Let’s think about the height of all Spanish women; that height follows a normal distribution. That is, most women’s height will be close to average. In this case, the average Spanish height is 163 centimetres for women.

On the other hand, a similar number of women will be a little higher and a little lower than 163cm ; only a few will be much higher or much lower.

2. Intelligence

In the case of intelligence, the normal distribution is fulfilled worldwide, for all societies and cultures. This implies that the majority of the population has average intelligence , and that at the extremes (below, people with intellectual disabilities, and above, the gifted), there is a smaller part of the population (the same % below as above, approximately).

3. Maxwell curve

Another example that illustrates the normal distribution is the Maxwell curve. The Maxwell curve, within the field of physics, indicates how many gas particles are moving at a given speed .

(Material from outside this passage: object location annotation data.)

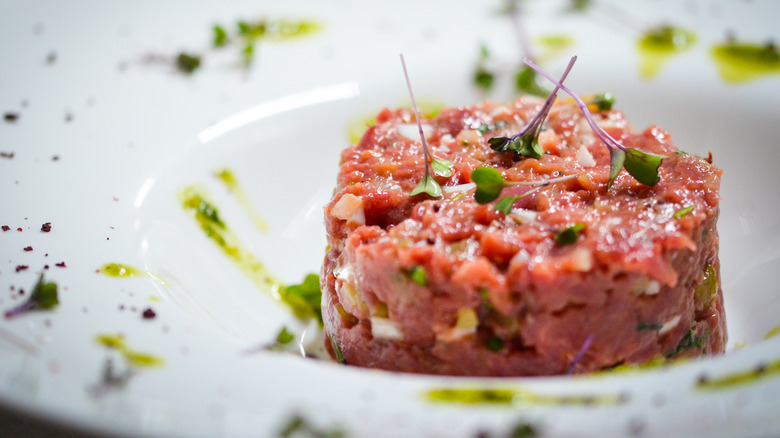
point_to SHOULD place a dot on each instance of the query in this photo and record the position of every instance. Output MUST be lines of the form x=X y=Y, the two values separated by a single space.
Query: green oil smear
x=657 y=46
x=552 y=46
x=134 y=358
x=195 y=202
x=514 y=397
x=743 y=62
x=772 y=333
x=740 y=378
x=234 y=187
x=121 y=270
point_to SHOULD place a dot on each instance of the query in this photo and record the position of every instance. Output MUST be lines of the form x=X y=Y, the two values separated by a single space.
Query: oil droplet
x=657 y=46
x=231 y=183
x=134 y=358
x=743 y=62
x=121 y=270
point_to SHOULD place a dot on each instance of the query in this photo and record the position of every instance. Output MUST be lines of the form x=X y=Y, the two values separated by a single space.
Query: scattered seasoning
x=43 y=297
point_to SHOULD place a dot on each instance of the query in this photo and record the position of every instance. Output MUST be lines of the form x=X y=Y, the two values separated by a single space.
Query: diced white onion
x=383 y=328
x=584 y=157
x=349 y=208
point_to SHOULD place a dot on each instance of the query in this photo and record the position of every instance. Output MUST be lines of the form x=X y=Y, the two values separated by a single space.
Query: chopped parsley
x=43 y=297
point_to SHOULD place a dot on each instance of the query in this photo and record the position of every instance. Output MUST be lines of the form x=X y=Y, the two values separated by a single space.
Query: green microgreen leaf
x=489 y=183
x=417 y=274
x=187 y=63
x=337 y=350
x=220 y=36
x=428 y=184
x=442 y=167
x=683 y=212
x=284 y=337
x=604 y=101
x=526 y=142
x=43 y=297
x=569 y=235
x=304 y=299
x=643 y=166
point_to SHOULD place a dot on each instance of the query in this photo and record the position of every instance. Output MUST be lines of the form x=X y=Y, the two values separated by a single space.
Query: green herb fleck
x=489 y=183
x=284 y=337
x=220 y=36
x=337 y=350
x=417 y=274
x=187 y=63
x=683 y=212
x=305 y=299
x=604 y=101
x=504 y=205
x=569 y=235
x=442 y=167
x=43 y=297
x=690 y=340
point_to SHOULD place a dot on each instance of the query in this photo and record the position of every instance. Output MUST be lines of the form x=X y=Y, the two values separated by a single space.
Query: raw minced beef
x=450 y=286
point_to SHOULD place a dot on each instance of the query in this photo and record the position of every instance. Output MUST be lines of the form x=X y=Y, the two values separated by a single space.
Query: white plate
x=129 y=134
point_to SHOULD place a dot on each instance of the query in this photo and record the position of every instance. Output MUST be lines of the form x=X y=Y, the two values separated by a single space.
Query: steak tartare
x=577 y=276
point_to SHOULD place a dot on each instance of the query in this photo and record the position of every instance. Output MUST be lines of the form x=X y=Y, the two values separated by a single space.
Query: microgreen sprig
x=526 y=142
x=490 y=183
x=438 y=166
x=643 y=166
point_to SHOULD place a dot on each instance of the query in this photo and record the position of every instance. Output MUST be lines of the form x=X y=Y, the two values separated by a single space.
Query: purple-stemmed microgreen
x=643 y=166
x=438 y=166
x=526 y=142
x=490 y=183
x=43 y=297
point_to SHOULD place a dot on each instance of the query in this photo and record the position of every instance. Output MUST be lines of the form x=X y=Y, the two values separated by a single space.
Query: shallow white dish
x=129 y=134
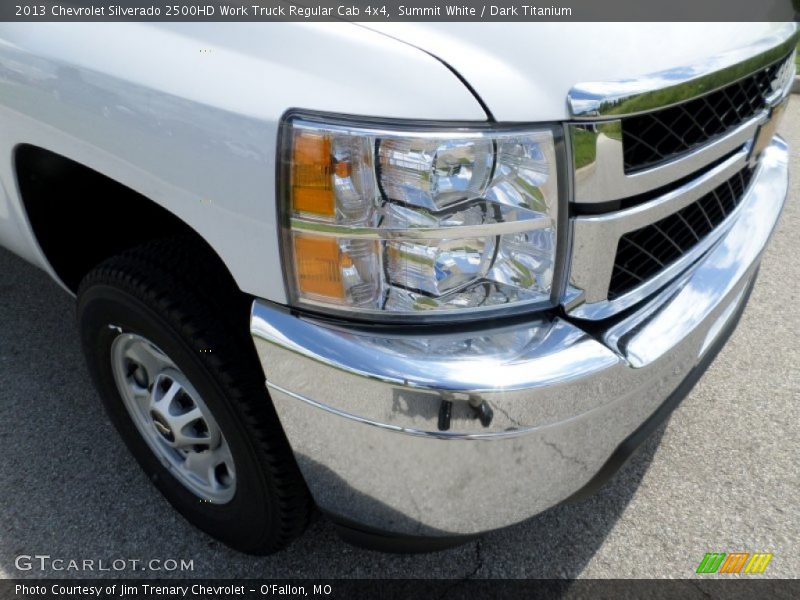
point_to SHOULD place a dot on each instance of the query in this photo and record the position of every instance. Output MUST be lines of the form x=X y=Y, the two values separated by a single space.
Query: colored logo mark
x=735 y=562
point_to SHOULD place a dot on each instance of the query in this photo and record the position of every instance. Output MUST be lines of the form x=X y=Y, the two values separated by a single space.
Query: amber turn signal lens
x=312 y=169
x=318 y=266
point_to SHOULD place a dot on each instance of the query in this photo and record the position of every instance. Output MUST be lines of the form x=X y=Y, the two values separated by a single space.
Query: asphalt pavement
x=720 y=476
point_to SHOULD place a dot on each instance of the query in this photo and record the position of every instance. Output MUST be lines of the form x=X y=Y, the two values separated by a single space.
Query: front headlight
x=417 y=220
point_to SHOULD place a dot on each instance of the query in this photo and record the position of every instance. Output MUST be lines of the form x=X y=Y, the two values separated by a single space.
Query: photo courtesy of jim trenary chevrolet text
x=456 y=299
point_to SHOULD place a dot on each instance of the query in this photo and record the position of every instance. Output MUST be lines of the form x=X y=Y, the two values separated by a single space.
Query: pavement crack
x=567 y=457
x=504 y=412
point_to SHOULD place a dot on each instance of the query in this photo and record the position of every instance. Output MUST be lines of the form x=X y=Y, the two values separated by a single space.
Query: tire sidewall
x=246 y=519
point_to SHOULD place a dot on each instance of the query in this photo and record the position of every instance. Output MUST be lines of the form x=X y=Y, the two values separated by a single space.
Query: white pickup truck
x=475 y=264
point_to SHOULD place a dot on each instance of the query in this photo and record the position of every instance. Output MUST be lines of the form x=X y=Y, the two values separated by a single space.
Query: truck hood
x=523 y=71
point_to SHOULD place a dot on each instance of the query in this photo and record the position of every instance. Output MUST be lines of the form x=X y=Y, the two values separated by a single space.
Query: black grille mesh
x=660 y=135
x=643 y=253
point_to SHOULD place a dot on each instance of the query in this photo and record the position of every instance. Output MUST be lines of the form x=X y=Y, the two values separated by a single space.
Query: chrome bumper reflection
x=458 y=433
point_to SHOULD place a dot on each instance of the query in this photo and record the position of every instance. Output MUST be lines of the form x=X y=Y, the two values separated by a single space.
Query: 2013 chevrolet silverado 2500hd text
x=474 y=263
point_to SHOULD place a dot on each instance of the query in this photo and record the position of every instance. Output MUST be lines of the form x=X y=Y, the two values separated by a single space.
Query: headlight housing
x=417 y=221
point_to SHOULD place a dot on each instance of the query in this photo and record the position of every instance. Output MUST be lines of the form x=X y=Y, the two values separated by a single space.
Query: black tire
x=174 y=293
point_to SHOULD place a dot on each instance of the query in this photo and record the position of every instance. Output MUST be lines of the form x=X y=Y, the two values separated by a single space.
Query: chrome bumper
x=366 y=412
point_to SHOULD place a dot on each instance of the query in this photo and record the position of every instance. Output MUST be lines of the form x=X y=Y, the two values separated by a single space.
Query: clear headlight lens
x=418 y=221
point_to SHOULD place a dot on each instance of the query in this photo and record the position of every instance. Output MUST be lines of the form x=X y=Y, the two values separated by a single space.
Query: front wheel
x=166 y=339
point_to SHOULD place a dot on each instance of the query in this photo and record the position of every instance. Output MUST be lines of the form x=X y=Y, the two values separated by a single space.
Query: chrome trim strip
x=596 y=238
x=626 y=97
x=439 y=435
x=419 y=233
x=585 y=393
x=581 y=308
x=604 y=179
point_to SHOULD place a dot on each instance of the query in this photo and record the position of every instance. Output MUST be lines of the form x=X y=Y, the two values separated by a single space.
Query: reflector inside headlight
x=413 y=221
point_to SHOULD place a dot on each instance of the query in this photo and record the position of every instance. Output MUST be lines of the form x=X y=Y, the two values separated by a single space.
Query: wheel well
x=81 y=217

This curve rises smoothly from low speeds, reaches a peak in the middle, and then descends smoothly again towards the high speeds. Thus, this distribution shows that most particles are moving at a speed around the average, which is characteristic of the normal distribution (mostly concentrated in the mean).

Bibliographic references:

  • Quintela, A. (2005). Basic Sweetened Statistics. Bookdown.
  • Fontes de Gracia, S. García, C. Quintanilla, L. et al. (2010). Fundamentals of research in psychology. Madrid: UNED. ISBN: 9788436260557.
  • Botella, J. Sueró, M. Ximénez, C. (2012). Data analysis in psychology I. Madrid: Pirámide. ISBN: 9788436815382.